All of this is perfectly fair game. Media critique is a game anyone can play, and it’s hard to argue that this kind of accountability is somehow bad for business. But is it legitimate to declare that these efforts will consist of “sabotage” and “guerilla warfare”?
The liberal group Media Matters has quietly transformed itself in preparation for what its founder, David Brock, described in an interview as an all-out campaign of “guerrilla warfare and sabotage” aimed at the Fox News Channel.
The group, launched as a more traditional media critic, has all but abandoned its monitoring of newspapers and other television networks and is narrowing its focus to Fox and a handful of conservative websites, which its leaders view as a political organizations and the “nerve center” of the conservative movement. The shift reflects the centrality of the cable channel to the contemporary conservative movement, as well as the loathing it inspires among liberals — not least among the donors who fund Media Matters’ staff of about 90, who are arrayed in neat rows in a giant war room above Massachusetts Avenue.
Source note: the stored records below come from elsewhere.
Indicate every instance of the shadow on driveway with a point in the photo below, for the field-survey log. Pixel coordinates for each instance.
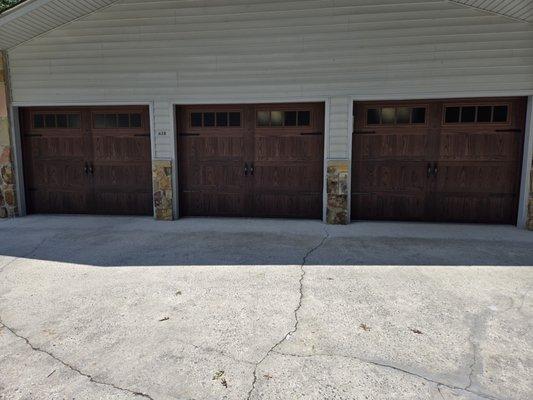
(129, 241)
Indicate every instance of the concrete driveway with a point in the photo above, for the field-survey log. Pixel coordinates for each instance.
(130, 308)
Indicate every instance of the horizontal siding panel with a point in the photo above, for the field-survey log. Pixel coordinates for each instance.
(178, 51)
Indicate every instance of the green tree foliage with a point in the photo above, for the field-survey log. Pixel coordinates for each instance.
(4, 4)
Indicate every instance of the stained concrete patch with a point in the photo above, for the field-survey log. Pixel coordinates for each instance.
(120, 308)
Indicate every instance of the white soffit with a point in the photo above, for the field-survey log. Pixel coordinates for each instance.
(35, 17)
(518, 9)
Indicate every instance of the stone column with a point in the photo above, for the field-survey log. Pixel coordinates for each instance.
(163, 191)
(337, 192)
(8, 203)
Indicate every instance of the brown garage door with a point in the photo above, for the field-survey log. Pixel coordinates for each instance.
(263, 160)
(449, 160)
(87, 160)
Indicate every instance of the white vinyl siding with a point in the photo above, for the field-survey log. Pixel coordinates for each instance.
(520, 9)
(179, 51)
(339, 138)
“The strategy that we had had toward Fox was basically a strategy of containment,” said Brock, Media Matters’ chairman and founder and a former conservative journalist, adding that the group’s main aim had been to challenge the factual claims of the channel and to attempt to prevent them from reaching the mainstream media.
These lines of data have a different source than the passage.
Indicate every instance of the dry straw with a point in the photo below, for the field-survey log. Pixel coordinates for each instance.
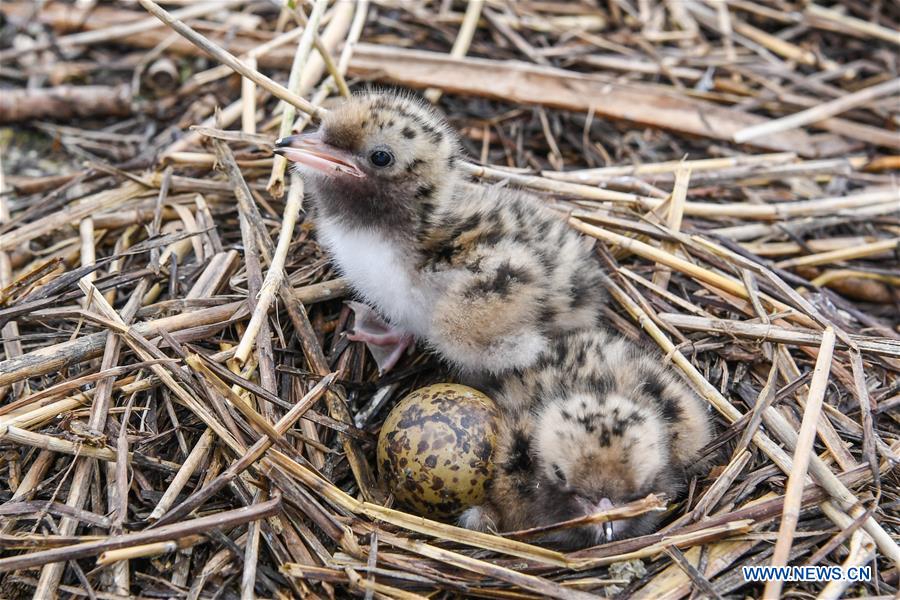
(181, 413)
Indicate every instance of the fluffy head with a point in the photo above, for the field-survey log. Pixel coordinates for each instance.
(378, 160)
(590, 456)
(596, 422)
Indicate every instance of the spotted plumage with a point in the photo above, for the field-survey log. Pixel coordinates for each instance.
(483, 276)
(595, 422)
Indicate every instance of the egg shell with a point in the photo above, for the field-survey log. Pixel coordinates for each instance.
(435, 449)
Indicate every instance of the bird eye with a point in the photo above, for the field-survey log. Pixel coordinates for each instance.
(558, 472)
(381, 158)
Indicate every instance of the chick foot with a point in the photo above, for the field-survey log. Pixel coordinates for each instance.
(386, 343)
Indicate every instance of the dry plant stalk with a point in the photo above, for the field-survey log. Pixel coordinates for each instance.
(181, 414)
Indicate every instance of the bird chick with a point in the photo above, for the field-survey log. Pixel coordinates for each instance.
(596, 422)
(483, 276)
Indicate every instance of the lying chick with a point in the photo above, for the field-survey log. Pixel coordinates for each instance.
(483, 276)
(595, 423)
The new strategy, he said, is a “war on Fox.”
This isn’t unique language in the grassroots media-criticism industry. A few individual bloggers have expressed a desire to destroy certain media outlets through criticism, and it’s certainly not unusual for conservatives to cheer the misfortunes of the New York Times, for instance. However, the scale of MMFA and its reported $10 million budget put those boasts in a different and somewhat more credible light.
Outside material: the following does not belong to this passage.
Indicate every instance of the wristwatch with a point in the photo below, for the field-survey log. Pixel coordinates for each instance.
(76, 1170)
In the Green Room, Jazz Shaw argues that watching the watchers isn’t a bad thing at all, with Fox or any other media outlet:
Yes, I recognize the knee-jerk response to say that NPR and PBS both receive taxpayer dollars and should be held to a higher standard of transparency. But they do operate as media entities, not government agencies. Further, the media – especially the portion of it covering politics and government – are pretty much a de facto fourth branch of the government anyway. That description was enshrined by the founders right in the first amendment. Doesn’t the public have a right to know what’s going on with the people who provide the news, even if it’s a private corporation?
For that matter, doesn’t any corporation which provides goods or services to the public deserve some level of scrutiny so consumers can shop wisely? If a production line manager at a baby food company had a history of arrests for poisoning food, wouldn’t you want to know that before you made a purchase?
And let’s remember that this is a completely private outfit (MMFA) doing the investigating, not the United States government, so arguments about unconstitutional prying eyes doesn’t really cut it here.
In the end, if you honestly believe that Fox news isn’t up to anything improper, then they have nothing to worry about. And if MMFA just starts making things up out of thin air to attack them, that should be easily proven and potentially even open up the “watchdogs” to court proceedings over slander, etc.
I mostly agree with Jazz here, except that MMFA isn’t just pledging to be a “watchdog.” They’re promising “sabotage,” which sounds less like investigative journalism and more like dirty tricks, aimed not at the reporting itself but at mid-level management at Fox. If that consists of the same kind of undercover videos produced by James O’Keefe at ACORN and NPR, that’s fair game; the media have used stings like those for decades. That’s hardly “sabotage,” though, which sounds like efforts at a completely different — and more base — level.
This may all be self-correcting anyway. The success of media criticism comes in large part from the credibility of the critic. When critics, whether a single person or a corporate entity, pledge that their mission is “sabotage,” they’ve essentially ceded that credibility from the start — and MMFA doesn’t exactly overflow with credibility as an independent watchdog now.
Update: Brandon Kiser argues that this should change MMFA’s tax status.